Improving Continual Learning Performance and Efficiency with Auxiliary Classifiers
Filip Szatkowski, Yaoyue Zheng, Fei Yang, Bartłomiej Twardowski, Tomasz Trzciński, Joost van de Weijer
TL;DR
Catastrophic forgetting in continual learning is mitigated by introducing auxiliary classifiers (ACs) attached to intermediate layers, leveraging the stability of early representations. ACs enable dynamic, early-exit inference and can be trained alongside standard CL models to boost accuracy while reducing computation, achieving about a 10% relative improvement on CIFAR100 and ImageNet100 and 10-60% inference cost reductions. The approach scales across architectures (ResNet, VGG, ViT) and remains beneficial for various CL methods, including exemplar-based and regularization-based strategies. This work offers a practical, scalable means to enhance continual learning performance and efficiency in resource-constrained settings, backed by extensive experiments and reproducible code.
Abstract
Continual learning is crucial for applying machine learning in challenging, dynamic, and often resource-constrained environments. However, catastrophic forgetting - overwriting previously learned knowledge when new information is acquired - remains a major challenge. In this work, we examine the intermediate representations in neural network layers during continual learning and find that such representations are less prone to forgetting, highlighting their potential to accelerate computation.

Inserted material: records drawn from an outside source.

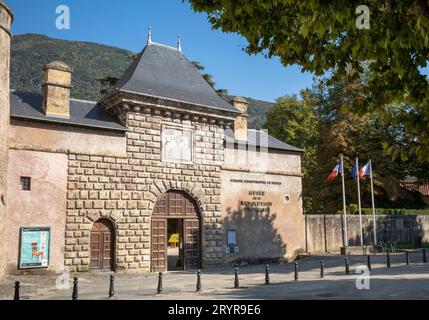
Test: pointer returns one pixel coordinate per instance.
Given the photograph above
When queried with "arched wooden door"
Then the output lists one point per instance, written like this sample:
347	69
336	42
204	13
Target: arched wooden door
175	205
102	245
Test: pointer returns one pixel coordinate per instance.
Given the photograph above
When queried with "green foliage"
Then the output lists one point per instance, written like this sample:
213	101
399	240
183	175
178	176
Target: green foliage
352	209
322	37
320	124
96	68
89	61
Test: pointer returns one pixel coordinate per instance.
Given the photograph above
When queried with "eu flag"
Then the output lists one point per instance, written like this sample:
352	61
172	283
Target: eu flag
355	172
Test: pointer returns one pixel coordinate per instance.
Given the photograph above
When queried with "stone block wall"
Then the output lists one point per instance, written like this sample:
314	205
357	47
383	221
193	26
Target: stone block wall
324	232
125	189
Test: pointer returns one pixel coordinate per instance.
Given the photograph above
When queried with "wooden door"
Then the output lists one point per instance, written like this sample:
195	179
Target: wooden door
102	245
159	245
175	205
192	243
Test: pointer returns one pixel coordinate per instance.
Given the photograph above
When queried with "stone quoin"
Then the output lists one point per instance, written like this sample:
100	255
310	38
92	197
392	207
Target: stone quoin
160	174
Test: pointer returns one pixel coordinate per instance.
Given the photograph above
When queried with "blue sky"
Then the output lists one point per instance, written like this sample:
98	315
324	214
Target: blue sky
124	24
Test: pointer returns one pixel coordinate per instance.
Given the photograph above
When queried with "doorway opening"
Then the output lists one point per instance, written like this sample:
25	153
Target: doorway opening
175	244
175	233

Motivated by these findings, we propose to use auxiliary classifiers(ACs) to enhance performance and demonstrate that integrating ACs into various continual learning methods consistently improves accuracy across diverse evaluation settings, yielding an average 10% relative gain. We also leverage the ACs to reduce the average cost of the inference by 10-60% without compromising accuracy, enabling the model to return the predictions before computing all the layers. Our approach provides a scalable and efficient solution for continual learning.